90 prozentige Minimierung von Unfallrisiken



Besorgte Eltern sollten die Sicherheit nicht dem Glück überlassen, sondern auf Qualität setzen. EU-geprüfte Reboarder sorgen dafür, dass das Kind optimal abgesichert im Sitz platziert werden kann. Ein plötzlicher Aufprall mit dem Fahrzeug sorgt dafür, dass das Risiko von gefährlichen Verletzungen des Kleinkindes minimiert wird. Viele Hersteller haben ihre Sitze streng nach Vorschriften und in gemeinsamer Zusammenarbeit mit Sicherheitsexperten entwickelt. Gutachten, wie beispielsweise vom ADAC, demonstrieren deutlich, dass sich mit dem Einsatz von Reboarder viele Sicherheitsbedenken zerstreuen lassen.
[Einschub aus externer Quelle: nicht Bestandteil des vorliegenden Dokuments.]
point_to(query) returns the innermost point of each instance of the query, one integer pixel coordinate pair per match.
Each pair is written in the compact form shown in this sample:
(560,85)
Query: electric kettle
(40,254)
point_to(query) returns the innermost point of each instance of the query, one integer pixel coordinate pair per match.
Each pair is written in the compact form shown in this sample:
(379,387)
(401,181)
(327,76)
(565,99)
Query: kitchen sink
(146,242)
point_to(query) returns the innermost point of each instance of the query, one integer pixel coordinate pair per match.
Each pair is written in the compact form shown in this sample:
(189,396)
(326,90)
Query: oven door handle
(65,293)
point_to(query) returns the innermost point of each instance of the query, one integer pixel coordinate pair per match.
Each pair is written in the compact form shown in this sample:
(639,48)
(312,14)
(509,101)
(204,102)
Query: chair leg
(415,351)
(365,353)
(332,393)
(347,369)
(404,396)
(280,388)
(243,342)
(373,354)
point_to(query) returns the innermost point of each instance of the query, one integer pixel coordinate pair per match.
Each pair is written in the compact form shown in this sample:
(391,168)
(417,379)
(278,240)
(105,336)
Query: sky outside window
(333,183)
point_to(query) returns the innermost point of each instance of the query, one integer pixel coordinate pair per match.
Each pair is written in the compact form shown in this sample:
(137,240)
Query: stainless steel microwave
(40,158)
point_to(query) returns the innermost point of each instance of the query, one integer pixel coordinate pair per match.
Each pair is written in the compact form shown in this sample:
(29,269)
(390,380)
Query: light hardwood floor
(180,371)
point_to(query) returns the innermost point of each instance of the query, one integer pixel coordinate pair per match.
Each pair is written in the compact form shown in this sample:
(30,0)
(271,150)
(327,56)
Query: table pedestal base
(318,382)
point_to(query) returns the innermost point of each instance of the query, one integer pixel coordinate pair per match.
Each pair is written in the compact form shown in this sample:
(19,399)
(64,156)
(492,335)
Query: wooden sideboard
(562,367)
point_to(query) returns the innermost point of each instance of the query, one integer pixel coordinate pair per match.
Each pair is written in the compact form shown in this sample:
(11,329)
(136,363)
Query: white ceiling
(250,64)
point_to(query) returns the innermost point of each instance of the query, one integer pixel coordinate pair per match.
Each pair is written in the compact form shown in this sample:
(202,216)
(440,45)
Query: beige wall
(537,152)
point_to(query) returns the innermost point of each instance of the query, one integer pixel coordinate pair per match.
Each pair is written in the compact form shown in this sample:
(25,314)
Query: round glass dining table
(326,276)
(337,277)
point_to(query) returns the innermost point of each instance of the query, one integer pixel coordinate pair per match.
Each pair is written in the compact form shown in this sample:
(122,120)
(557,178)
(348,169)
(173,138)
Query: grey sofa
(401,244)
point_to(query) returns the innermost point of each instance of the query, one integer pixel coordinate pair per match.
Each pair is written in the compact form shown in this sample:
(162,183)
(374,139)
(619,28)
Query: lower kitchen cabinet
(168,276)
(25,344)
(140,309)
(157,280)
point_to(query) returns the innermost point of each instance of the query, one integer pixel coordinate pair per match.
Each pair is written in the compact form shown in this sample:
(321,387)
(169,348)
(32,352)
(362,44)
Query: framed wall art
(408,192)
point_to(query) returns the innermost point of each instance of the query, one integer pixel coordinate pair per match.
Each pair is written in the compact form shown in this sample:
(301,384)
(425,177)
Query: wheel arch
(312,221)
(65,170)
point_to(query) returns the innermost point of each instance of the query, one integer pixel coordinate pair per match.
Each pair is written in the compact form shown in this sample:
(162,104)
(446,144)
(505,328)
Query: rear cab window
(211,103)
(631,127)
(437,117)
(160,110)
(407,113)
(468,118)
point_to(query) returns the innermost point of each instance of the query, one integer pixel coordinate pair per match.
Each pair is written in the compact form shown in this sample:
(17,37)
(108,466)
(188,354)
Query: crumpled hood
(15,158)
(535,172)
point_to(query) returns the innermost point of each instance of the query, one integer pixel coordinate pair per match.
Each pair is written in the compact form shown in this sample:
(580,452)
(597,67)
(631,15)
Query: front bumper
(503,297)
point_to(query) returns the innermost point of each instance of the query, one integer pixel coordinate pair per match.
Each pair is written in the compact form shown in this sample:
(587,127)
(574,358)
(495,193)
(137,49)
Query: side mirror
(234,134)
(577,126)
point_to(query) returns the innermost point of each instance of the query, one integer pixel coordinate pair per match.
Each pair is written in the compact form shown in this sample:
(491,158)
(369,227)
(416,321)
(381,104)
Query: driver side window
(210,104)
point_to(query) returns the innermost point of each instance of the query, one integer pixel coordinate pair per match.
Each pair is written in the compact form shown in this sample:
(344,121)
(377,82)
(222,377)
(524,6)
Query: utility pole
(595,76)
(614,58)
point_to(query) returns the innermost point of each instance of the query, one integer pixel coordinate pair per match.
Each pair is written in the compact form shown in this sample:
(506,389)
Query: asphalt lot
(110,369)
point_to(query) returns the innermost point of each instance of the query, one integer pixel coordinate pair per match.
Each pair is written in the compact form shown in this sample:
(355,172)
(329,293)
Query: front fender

So kommen Experten zum Schluss, dass sich mit solch einem Kindersitz, der rückwärts gerichtet positioniert wurde, Unfallschäden des Kindes bis zu 90 % verringert werden können. Daher sollten die Reboarder nicht nur bei langen Reisen in Anspruch genommen werden, sondern auch bei Kurztrips, wie dem täglichen Einkauf, genutzt werden, um die Sicherheit des Kindes zu unterstützen. Nie zuvor war es einfacher und sicherer, Kleinkinder innerhalb eines Fahrzeuges transportieren zu können. Zudem wurde der Einsatz des Reboarder sogar verpflichtend für Autofahrer vorgeschrieben, die ein Kleinkind von bis zu 15 Monaten im Auto transportieren möchten. Sie sollten also möglicht bald einen Reboarder besorgen, die besten Modelle finden sie durch einen Reboarder Test, wie den verlinkten.

Sicher sitzen mit dem Reboarder



In vielen Tests schneiden Reboarder auf den ersten Blick schlechter ab, als klassische Kindersitze, die eine nach vorne gerichtete Sitzposition aufweisen. Dies liegt allerdings nur daran, dass solche Tests häufig das Gewicht eines Kindersitzes miteinbeziehen. Kindersitze für Kinder über 15 Monate sind meist leichter und flexibler gestaltet und können spontaner in das Auto integriert werden. In Sachen Sicherheit, bietet das höhere Gewicht eines Reboarder aber eine perfekte Grundlage, denn dieses sorgt für die nötige Stabilität im Fahrzeug.